Your toy sale is what brought me here
First, a little backstory and context. Last Saturday evening, I decided to browse the highly anticipated Sainsbury’s toy sale online. Not only had all of the good stuff sold out (my fault), I was left frustrated whilst browsing (not my fault) and I’m pretty sure I’m not the only one.
Now, being a SEO (we’re curious folk us digital marketers) I decided to dig a little deeper and I found some stuff that Sainsbury’s digital team really should care about.
Why should Sainsbury’s care?
It’s simply the right thing to do by their customers to fix these issues and secondly there are grocery retailers that are just doing these things better. In such a margin-scarce market, you cannot afford to let these issues pass by. They’re proactively costing you sales.
I’m also approaching the age where solving life’s problems can only be solved with a solid letter, but I’m also young enough to not enjoy visiting the letterbox, so here’s a post instead. Without further ado…
Your 2009 website migration might be approaching its expiry date..
It doesn’t matter how many years ago you migrated from an old site to a newer one, those migration rules and redirects should never be removed. Updated as required? Sure! Deleted, hell no… In fact, Kiddicare made similar mistakes when moving their site across to Dunelm. A quick then and now for those that are as curious as I was.
This migration issue causes a number of core concerns. On the surface, it looks as if as if those redirects configured in 2009 are falling by the wayside.
Links from the BBC, Wikipedia and The Telegraph are going to waste
In fact, for the old home page alone (which now generates the 404 page as seen below) there’s a gut-wrenching 1690 backlinks pointing to it. As this page 404s, these backlinks don’t count. They’re simply just sitting there in cyberspace, their not working hard to help Sainsbury’s wider SEO landscape.
In fact, those 1690 backlinks are just the icing on the cake (I couldn’t write a blog post on Sainsbury’s without a single food pun now, could I?). There are actually 12,000+ backlinks to that older Sainsbury’s website that currently 404 including a bunch of discontinued products from the old website too.
This sort of equity can not just go to spoil. Fixing this could be the difference between a customer clicking on Tesco, Asda or any other retailer over Sainsbury’s for a key commercial keyword. OK, so SERPs aren’t everything – but to Sainsbury’s online sales should be.
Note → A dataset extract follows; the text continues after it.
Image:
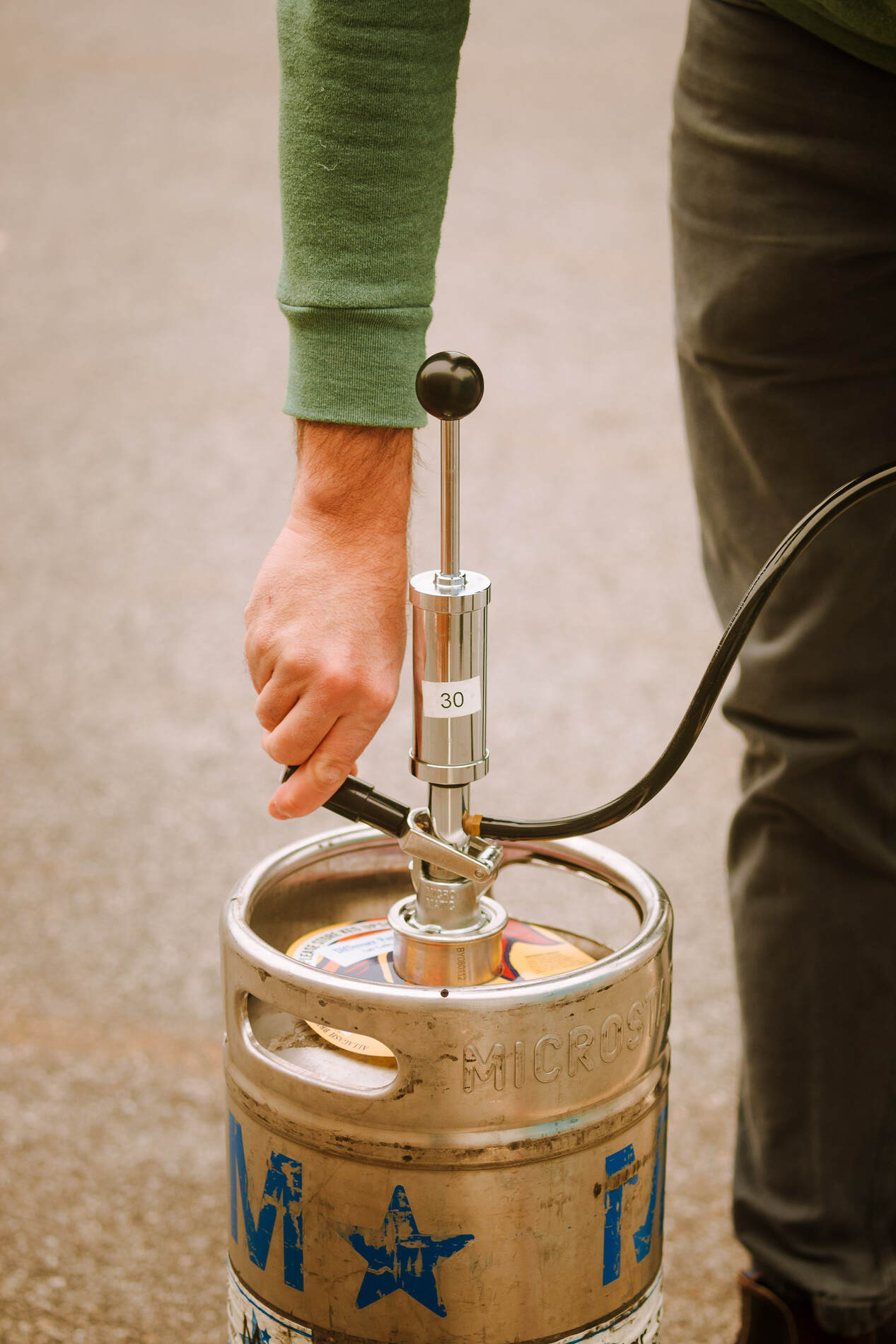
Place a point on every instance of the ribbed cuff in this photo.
(356, 366)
Browsing categories on mobile is kinda painful
Putting breadcrumbs at the bottom of pages isn’t doing you any favours
Let’s say I’ve entered the mobile Sainsbury’s site on a product page on mobile, how would I work out how I’m to get back to the category page?
It’s only when you scroll right to the bottom of the page that the breadcrumb trail becomes apparent.
Now, the truth is, Sainsbury’s may be on to something here by having the breadcrumb trail at the bottom of the page. I’m happy to be proven wrong here. However, why not play it safe and display breadcrumbs both at the top and the bottom of the page? Problem solved.
Be proactive in finding and fixing these issues – it’ll save you bags of time
These particular 404s can be the difference between a spending customer and a frustrated visitor. These high-volume 404s are always at the top of my fix list when auditing eCommerce websites.
If your CRO/SEO teams were proactively watching these, I can guarantee this blog post would not exist.
With the Christmas season so close, Sainsbury’s – you can’t afford to ignore these low hanging fruits
What’s more important is these issues aren’t particularly difficult to fix, especially when you consider the amount of effort Sainsbury’s will put in to their TV ads, supply chain and more over the peak period.
Regardless of the size of the website or brand, quality backlinks and the importance of a friction-free shopping experience should not be taken for granted or misplaced. Brand alone can only take you so far. Remember Blockbuster anyone?
So, Sainsbury’s, why not ‘Try Something New Today’ and fix the above? If you can’t, then I know someone that can. It might just make a big difference the right side of Christmas. Especially when sales are predicted to exceed $1.1trillion this year.
Finally, whether you fix any of this or not, whatever you do, don’t stop selling those delicious Vittoria tomatoes, otherwise I’ll have to get down to Asda – and I’m pretty sure you don’t want that.